MEB'e yeni sistem önerisi!
Yaşımın el vermediği nedeni ile MEB’de ilk günden bugüne dek olan tarihsel süreçleri, yaşananları, sebep-sonuç ilişkileri, gelişmeleri pek bilemesem de; 1998 yılından bugüne dek, yani son 22 yılda neler yaşandığı, ne gibi gelişmeler meydana geldiği konusunda yeterli düzeyde bilgi birikimine sahibim. 98 yılından itibaren MEB’e ilgi duymaya başladım ve süreç içerisinde yaşananları yakından takip etmeye çalışır, not alır, irdeler; ortaya çıkan sonuçları, sebepleri ile birlikte hafızamın bir köşesine not ederim.
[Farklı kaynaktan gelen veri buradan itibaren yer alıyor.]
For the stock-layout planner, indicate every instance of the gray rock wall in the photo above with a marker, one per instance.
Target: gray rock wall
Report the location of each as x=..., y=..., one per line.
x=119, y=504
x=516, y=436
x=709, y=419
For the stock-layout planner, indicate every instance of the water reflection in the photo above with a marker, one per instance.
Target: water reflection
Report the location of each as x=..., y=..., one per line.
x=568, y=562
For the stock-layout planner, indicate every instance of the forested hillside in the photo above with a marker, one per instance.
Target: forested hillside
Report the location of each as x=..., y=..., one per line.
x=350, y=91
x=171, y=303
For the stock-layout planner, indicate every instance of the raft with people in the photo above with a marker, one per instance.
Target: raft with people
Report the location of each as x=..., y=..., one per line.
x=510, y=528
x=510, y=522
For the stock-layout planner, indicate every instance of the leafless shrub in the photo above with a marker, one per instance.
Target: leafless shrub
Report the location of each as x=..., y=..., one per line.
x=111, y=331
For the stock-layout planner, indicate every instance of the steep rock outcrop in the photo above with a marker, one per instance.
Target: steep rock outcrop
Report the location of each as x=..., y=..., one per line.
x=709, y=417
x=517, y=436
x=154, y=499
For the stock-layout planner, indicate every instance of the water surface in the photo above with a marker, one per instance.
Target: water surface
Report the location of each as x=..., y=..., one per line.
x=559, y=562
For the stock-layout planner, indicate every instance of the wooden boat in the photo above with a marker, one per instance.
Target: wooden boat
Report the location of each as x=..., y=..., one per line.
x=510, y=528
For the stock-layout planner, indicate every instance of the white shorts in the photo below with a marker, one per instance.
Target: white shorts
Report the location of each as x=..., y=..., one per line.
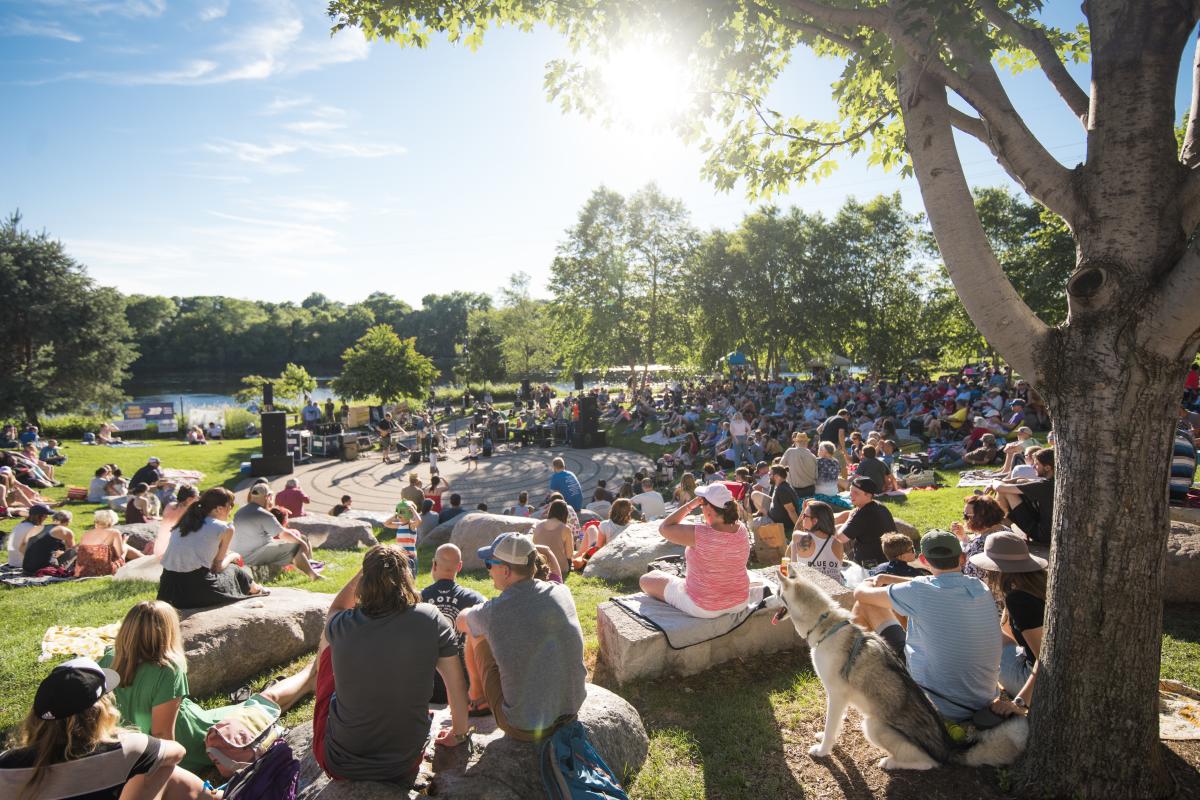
x=676, y=594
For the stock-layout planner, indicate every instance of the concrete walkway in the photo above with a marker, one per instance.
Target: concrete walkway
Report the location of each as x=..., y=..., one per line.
x=376, y=486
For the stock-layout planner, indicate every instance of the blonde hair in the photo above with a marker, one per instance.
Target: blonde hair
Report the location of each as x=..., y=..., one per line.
x=387, y=584
x=149, y=633
x=64, y=740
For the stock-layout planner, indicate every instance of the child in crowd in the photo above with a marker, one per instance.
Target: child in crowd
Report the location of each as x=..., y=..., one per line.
x=900, y=553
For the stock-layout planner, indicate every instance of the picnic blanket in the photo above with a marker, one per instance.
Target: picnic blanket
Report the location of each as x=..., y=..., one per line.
x=1179, y=711
x=681, y=630
x=659, y=438
x=89, y=642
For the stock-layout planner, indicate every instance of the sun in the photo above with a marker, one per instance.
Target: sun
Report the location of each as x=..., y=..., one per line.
x=646, y=88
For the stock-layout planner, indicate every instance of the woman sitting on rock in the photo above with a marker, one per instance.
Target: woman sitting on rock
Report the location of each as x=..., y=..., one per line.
x=70, y=745
x=102, y=548
x=198, y=567
x=717, y=552
x=153, y=693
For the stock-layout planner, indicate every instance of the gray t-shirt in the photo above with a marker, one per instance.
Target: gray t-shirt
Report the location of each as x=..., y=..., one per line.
x=378, y=719
x=535, y=637
x=253, y=527
x=196, y=551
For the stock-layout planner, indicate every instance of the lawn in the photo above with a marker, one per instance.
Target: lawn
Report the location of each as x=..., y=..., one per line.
x=737, y=731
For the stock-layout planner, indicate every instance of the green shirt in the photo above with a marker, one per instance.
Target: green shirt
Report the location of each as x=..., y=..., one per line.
x=155, y=685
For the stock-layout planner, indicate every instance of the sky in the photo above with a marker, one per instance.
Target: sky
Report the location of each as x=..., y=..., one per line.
x=234, y=146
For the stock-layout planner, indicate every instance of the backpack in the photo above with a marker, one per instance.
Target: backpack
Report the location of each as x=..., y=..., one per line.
x=571, y=769
x=274, y=776
x=244, y=735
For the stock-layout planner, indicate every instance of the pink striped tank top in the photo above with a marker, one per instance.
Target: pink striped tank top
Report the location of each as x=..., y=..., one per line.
x=717, y=567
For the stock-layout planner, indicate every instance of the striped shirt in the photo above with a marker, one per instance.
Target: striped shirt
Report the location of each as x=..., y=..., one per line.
x=953, y=641
x=717, y=567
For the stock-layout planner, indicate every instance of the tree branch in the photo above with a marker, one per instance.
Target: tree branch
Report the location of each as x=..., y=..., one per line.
x=1171, y=331
x=988, y=295
x=1037, y=42
x=1189, y=154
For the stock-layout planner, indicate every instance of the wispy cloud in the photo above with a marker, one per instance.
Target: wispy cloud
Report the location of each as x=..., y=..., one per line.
x=43, y=29
x=214, y=12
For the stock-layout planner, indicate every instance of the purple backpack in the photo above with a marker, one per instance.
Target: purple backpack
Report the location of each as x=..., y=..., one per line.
x=273, y=776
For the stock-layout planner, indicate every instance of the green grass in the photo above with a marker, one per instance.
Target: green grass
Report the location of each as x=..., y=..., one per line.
x=723, y=733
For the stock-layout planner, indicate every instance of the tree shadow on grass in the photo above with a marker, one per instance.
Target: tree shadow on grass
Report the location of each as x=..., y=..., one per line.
x=729, y=714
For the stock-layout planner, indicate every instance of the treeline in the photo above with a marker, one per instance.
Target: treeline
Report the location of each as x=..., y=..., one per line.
x=633, y=283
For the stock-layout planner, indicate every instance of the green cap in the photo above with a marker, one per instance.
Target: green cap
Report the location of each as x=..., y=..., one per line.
x=940, y=545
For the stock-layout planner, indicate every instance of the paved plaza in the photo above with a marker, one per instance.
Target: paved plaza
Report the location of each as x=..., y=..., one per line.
x=376, y=486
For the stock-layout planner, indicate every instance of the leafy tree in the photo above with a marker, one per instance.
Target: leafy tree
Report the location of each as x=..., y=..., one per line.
x=484, y=353
x=64, y=341
x=1110, y=373
x=292, y=384
x=383, y=365
x=523, y=325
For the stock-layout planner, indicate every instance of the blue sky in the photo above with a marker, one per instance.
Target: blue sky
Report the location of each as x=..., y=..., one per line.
x=232, y=146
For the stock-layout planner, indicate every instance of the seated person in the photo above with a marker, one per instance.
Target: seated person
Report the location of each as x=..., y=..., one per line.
x=525, y=648
x=375, y=675
x=649, y=501
x=153, y=695
x=102, y=548
x=816, y=543
x=139, y=509
x=71, y=745
x=53, y=546
x=263, y=541
x=555, y=531
x=621, y=516
x=953, y=641
x=900, y=554
x=715, y=553
x=865, y=524
x=23, y=530
x=453, y=510
x=1030, y=505
x=450, y=599
x=52, y=455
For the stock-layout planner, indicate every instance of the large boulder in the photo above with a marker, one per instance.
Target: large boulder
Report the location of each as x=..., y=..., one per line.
x=342, y=533
x=478, y=529
x=496, y=767
x=629, y=555
x=1181, y=575
x=441, y=535
x=139, y=535
x=231, y=644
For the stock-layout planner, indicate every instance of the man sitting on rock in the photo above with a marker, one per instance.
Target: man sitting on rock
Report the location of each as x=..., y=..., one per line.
x=262, y=540
x=525, y=648
x=375, y=674
x=450, y=599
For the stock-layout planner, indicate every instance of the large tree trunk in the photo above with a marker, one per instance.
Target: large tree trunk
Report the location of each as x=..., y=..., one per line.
x=1095, y=710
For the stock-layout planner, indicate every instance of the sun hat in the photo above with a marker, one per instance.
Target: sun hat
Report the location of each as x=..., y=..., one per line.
x=1007, y=552
x=73, y=687
x=717, y=494
x=510, y=548
x=940, y=545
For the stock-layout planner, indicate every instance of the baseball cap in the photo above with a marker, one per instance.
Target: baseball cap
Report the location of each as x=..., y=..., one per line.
x=509, y=548
x=718, y=494
x=865, y=485
x=940, y=545
x=72, y=687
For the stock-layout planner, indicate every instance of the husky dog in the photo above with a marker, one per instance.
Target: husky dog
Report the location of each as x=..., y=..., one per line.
x=859, y=668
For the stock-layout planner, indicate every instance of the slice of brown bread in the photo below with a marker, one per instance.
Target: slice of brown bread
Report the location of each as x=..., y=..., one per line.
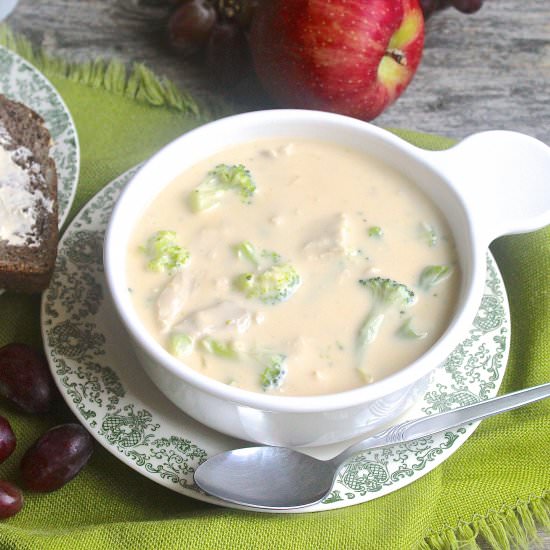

Tarihsel hafızamda yer edinmiş son 22 yılda, buna 18 yıllık AK Parti dönemi de dahil, meslek liselerine verilen en büyük önem, gösterilen ilgi, ortaya çıkan sinerji Ziya Selçuk’un Bakanlık yaptığı şu döneme ait olduğunu rahatlıkla söyleyebilirim.
Yanlış anlaşılmasın; yapılanları asla yeterli görmüyorum.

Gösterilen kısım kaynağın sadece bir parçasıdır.